Calendario de Fiestas y Mercados

     Especialmente entre San Juan y San Miguel se suceden las fiestas en Cantabria que aúnan tres tipos de atracciones: la celebración religiosa en honor de los Santos Patrones o de la Virgen del lugar, las diversiones paganas con mayor o menor pervivencia de lo folclórico, y por último los tratos comerciales de las ferias del año. Si se buscan los orígenes del folclore o de las fiestas de Cantabria, no es posible remontarse hasta tiempos muy lejanos. Sin duda hubo una tradición, pero ésa en su mayor parte se perdió. Pero como un pueblo no puede sobrevivir sin fiestas, cuando se perdió una tradición se inventó otra nueva.

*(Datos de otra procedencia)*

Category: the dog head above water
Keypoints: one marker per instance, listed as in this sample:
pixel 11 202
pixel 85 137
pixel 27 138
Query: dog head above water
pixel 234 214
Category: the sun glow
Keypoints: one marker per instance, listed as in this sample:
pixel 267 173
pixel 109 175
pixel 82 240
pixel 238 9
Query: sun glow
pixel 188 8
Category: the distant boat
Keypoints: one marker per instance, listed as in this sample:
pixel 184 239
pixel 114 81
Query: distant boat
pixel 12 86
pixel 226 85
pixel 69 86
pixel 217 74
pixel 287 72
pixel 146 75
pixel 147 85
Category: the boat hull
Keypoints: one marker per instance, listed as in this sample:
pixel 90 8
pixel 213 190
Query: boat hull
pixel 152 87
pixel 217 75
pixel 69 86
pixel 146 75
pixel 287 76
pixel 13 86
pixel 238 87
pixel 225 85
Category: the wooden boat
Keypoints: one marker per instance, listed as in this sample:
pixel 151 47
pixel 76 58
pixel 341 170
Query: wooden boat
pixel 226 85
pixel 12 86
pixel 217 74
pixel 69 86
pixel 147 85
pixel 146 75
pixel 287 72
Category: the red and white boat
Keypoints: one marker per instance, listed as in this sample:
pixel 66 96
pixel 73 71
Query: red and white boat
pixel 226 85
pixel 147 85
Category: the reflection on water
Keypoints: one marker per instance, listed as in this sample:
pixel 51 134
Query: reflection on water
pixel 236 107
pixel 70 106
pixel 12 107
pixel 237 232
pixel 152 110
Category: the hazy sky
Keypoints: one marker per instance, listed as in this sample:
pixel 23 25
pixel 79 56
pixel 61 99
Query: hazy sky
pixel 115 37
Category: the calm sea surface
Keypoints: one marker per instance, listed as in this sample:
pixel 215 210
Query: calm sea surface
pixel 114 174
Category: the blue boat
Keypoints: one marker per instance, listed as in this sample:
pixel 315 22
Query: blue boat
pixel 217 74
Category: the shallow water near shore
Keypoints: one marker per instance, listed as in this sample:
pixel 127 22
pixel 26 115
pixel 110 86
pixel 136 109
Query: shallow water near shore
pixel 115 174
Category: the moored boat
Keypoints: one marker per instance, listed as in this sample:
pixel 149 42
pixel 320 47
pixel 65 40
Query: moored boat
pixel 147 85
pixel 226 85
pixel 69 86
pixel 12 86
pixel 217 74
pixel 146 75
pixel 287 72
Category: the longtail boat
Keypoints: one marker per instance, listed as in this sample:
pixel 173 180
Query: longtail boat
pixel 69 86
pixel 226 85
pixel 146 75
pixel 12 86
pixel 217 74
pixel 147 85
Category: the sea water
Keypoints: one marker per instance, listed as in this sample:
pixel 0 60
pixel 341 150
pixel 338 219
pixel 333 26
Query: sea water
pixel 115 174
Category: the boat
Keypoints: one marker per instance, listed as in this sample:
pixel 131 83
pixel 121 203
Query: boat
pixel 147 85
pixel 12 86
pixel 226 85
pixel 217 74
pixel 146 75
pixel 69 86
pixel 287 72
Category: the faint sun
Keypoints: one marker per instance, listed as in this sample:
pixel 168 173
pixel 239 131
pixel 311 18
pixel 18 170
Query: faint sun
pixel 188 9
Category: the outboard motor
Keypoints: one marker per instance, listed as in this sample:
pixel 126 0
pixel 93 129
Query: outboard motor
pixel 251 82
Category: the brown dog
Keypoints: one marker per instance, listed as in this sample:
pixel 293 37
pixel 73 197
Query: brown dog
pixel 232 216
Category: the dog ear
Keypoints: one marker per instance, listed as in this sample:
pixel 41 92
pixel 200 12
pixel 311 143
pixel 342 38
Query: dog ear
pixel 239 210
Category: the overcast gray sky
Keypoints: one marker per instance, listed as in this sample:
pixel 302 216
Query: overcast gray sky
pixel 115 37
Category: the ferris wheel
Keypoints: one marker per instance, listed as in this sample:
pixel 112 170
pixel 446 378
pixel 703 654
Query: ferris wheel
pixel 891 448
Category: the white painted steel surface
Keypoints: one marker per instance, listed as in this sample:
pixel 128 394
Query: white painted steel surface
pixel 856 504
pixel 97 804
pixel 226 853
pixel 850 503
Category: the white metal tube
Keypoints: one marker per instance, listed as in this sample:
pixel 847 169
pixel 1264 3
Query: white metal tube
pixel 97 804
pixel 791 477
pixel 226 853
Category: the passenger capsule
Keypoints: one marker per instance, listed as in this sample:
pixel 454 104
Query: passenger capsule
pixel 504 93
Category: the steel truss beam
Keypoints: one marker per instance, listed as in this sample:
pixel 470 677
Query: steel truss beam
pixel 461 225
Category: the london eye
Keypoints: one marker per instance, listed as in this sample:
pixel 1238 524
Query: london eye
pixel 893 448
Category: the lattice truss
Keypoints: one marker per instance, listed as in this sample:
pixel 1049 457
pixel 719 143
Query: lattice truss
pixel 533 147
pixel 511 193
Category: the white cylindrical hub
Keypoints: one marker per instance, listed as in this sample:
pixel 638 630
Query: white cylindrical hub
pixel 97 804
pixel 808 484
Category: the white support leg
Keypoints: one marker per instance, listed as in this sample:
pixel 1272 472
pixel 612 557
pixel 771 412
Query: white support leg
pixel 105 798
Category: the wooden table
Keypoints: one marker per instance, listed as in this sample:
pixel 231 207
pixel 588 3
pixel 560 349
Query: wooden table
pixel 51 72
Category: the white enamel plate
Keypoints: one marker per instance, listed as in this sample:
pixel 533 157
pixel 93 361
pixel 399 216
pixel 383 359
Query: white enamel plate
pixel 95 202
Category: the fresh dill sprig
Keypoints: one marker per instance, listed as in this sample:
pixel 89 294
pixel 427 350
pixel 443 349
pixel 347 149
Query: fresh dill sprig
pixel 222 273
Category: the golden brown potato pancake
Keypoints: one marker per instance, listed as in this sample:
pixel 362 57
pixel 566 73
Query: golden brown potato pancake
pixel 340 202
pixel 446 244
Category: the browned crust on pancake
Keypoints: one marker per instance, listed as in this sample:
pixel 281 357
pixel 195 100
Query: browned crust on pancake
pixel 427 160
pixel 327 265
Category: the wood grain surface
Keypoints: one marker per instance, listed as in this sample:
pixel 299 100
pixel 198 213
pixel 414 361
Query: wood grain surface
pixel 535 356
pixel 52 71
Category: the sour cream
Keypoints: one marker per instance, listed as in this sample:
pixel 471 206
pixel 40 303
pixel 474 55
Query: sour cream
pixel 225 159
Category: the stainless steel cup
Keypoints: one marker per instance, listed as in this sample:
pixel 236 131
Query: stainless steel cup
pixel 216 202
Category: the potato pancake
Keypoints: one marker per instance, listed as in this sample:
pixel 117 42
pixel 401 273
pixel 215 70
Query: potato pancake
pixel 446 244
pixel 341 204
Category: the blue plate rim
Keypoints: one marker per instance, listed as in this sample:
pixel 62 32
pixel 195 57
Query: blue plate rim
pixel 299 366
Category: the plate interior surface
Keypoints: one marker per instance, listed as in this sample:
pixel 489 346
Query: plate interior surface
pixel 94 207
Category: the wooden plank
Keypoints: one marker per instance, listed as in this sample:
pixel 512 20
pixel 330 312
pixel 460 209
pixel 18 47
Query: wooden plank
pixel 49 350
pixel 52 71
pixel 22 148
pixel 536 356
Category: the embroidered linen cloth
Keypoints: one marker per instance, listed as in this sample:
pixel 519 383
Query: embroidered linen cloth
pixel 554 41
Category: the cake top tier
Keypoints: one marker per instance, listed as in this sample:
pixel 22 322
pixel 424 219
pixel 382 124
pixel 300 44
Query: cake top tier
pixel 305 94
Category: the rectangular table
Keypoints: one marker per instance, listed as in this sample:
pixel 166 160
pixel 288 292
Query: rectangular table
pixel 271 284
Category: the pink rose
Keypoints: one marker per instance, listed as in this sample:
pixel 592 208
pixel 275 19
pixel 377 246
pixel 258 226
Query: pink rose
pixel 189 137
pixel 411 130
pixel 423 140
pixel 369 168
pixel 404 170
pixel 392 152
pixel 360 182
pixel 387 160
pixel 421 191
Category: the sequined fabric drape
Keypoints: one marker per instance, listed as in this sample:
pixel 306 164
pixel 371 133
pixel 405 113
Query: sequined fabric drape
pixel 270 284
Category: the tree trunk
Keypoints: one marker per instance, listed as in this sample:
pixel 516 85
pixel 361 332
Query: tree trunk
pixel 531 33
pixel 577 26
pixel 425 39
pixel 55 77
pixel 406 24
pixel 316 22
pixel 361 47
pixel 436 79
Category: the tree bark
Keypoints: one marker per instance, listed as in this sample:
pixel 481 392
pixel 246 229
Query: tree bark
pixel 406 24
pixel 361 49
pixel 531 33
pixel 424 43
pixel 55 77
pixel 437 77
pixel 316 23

   Así, a Cantabria llegaron o quizá se recuperaron encierros, carnavales, desfiles de carrozas o esa popular y difundida costumbre de la fiesta gastronómica, cuyo remoto y olvidado origen podría estar en las cacerías de bisontes de los habitantes de Altamira. De ese modo, en cualquier romería o celebración se pueden escuchar y ver los cantos y danzas que por su ritmo pueden ser a lo alto y a lo bajo o a lo ligero y a lo pesao, acompañados por el pandero y el bígaro o por el pito y el tamboril.

    Las melodías vocales para solista o coro a una voz se acompañan rítmicamente a base de pandero, tarrañuelas, pito, tamboril y rabel. Este instrumento merece especial atención por su origen antiquísimo y elemental, pese a lo cual artistas tan cabales y espontáneos como "Lin el Airoso" en Campoo o Pedro Madrid en Polaciones, saben extraer de él sentidas melodías.


      Una de las fiestas más típicas en la de la "Vijanera" en Silió. Se trata de una mascarada que empieza por el sonido de las campanas y donde unos personajes medievales, "los zamarracos", con la cara pintada de negro, pieles de carnero, sombreros picudos y con cencerros, van pasaando por las calles para alejar a los malos espíritus. Otros personajes típicos son el Oso, el Domador, la Pepona, el Trapajón, La madama, el Viejo y la Vieja, el Pasiego, etc. que van recorriendo el pueblo pidiendo aginaldos y representando parodias. 

    Entre las danzas, algunas de ellas recuperadas en los años veinte por Matilde de la Torre, en Cabezón de la Sal, destacan la Baila de Ibio, danza guerrera de supuesto origen cántabro; la danza del Romance del Conde Lara, de aire cortesano; la danza de los arcos, de talante más campestre; el baile de las lanzas en Ruiloba; o algunas otras, como el Pericote y el Trepeletré de Liébana.

    Aunque quizá lo más original del folclore de Cantabria sean los Picayos y las Marzas. Las danzas de los Picayos se acompañan o acompañaban de canciones de tema cambiante, que aludían a las necesidades o quejas del pueblo planteadas ante el patrono o patrona del lugar como petición para que fueran atendidas. Quizá una derivación de estas canciones sean las letras de los más actuales copleros, que no eluden ni las mofas ni el escarnio de personajes o instituciones.

    Las Marzas, por su parte, es una fiesta dedicada a la llegada de la primavera que ha mantenido viva su tradición en la zona de Reinosa y en el valle de Toranzo, con sus coplas en demanda de obsequios. Estas coplas se cantan, en algunos lugares la última noche de febrero, siendo el primer verso del romance marcero el que dice: "Marzo florido, seas bienvenido".

    Los días de fiesta son también ocasión propicia para los concursos de algunos deportes populares, tales como las regatas de traineras, el juego de los bolos o, de origen más reciente, las competiciones de arrastre de parejas de bueyes o vacas. Pero quizá la forma más popular de festejo sea la romería, entendida aquí como baile y merienda al aire libre, en la que no falta ni la orquesta, ni los puestos de chucherías y golosinas, así como el bar ambulante y el puesto de churros y patatas fritas.